Background
Post-cardiac arrest brain injury (PCABI) is the leading cause of death in survivors of cardiac arrest (CA). Carbon monoxide-releasing molecule (CORM-3) is a water-soluble exogenous carbon monoxide that has been shown to have neuroprotection benefits in several neurological disease models. However, the effects of CORM-3 on PCABI is still unclear.
Conclusions
CORM-3 could improve survival and exert neuroprotection after CA/CPR in mice. CORM-3 may be a novel and promising pharmacological therapy for PCABI.
Methods
A mice model combined asystole with hemorrhage was used. Mice were anesthetized and randomized into 4 groups (n = 12/group) and underwent either 9.5 min CA followed by cardiopulmonary resuscitation (CPR) or sham surgery. CORM-3 (30 mg/kg) or vehicle (normal saline) were administered at 1 h after return of spontaneous circulation or sham surgery. Survival, neurologic deficits, alterations in the permeability of the brain-blood barrier and cerebral blood flow, changes of oxidative stress level, level of neuroinflammation and neuronal degeneration, and the activation of Nrf2/HO-1 signaling pathway were measured.
Results
In CORM-3 treated mice that underwent CA/CPR, significantly improved survival (75.00% vs. 58.33%, P = 0.0146 (24 h) and 66.67% vs. 16.67%, P < 0.0001 (72 h)) and neurological function were observed at 24 h and 72 h after ROSC (P < 0.05 for each).

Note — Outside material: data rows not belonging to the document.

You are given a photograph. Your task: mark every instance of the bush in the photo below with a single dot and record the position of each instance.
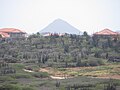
(40, 74)
(20, 75)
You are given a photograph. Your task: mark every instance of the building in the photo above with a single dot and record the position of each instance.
(106, 32)
(11, 33)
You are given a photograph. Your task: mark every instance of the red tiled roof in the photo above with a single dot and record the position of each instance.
(106, 32)
(4, 35)
(13, 30)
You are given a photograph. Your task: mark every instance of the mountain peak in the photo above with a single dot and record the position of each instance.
(60, 26)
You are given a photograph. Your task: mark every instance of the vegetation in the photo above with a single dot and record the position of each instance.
(82, 59)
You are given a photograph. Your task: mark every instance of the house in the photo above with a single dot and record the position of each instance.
(106, 32)
(11, 33)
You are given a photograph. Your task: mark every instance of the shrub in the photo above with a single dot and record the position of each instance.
(40, 74)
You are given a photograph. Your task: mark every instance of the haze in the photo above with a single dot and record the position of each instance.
(34, 15)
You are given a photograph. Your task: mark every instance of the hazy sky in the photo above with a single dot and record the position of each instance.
(86, 15)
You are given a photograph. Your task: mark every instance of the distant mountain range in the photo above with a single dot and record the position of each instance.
(60, 26)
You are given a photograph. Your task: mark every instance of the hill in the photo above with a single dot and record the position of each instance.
(60, 26)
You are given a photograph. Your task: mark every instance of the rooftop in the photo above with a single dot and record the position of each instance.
(106, 32)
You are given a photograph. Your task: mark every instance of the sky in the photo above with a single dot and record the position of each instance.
(86, 15)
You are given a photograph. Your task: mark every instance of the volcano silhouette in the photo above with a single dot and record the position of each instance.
(60, 26)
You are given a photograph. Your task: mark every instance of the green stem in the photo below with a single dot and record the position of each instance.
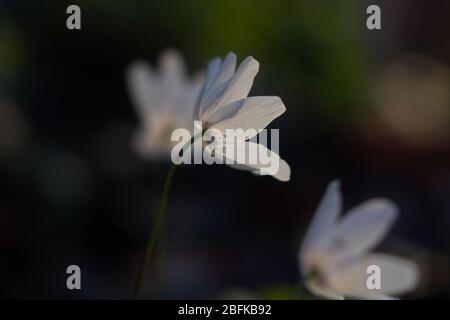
(157, 223)
(154, 233)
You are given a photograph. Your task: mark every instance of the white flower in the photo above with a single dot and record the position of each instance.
(223, 104)
(164, 100)
(335, 252)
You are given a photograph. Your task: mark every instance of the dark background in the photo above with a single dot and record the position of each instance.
(370, 108)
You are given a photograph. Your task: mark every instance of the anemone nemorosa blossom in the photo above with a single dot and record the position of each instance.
(224, 104)
(336, 251)
(164, 100)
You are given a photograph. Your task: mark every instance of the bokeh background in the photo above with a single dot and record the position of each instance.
(371, 108)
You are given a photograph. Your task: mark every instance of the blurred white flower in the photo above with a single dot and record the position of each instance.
(164, 100)
(335, 252)
(224, 104)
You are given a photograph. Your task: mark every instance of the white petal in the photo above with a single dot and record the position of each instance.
(255, 113)
(211, 74)
(363, 227)
(173, 79)
(237, 88)
(219, 84)
(323, 221)
(251, 151)
(144, 88)
(397, 276)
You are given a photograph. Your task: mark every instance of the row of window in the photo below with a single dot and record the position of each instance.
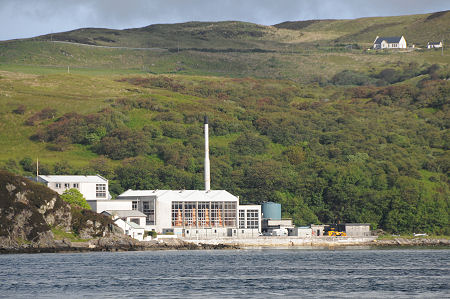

Additionally, increased cerebral blood flow, expression of tight junctions, and reduced reactive oxygen species generation at 24 h after ROSC were observed (P < 0.05 for each). CORM-3 treated mice had less neuron death and alleviated neuroinflammation at 72 h after ROSC (P < 0.05 for each). Notably, the Nrf2/HO-1 signaling pathway was significantly activated in mice subjected to CA/CPR with CORM-3 treatment. Conclusions: CORM-3 could improve survival and exert neuroprotection after CA/CPR in mice. CORM-3 may be a novel and promising pharmacological therapy for PCABI.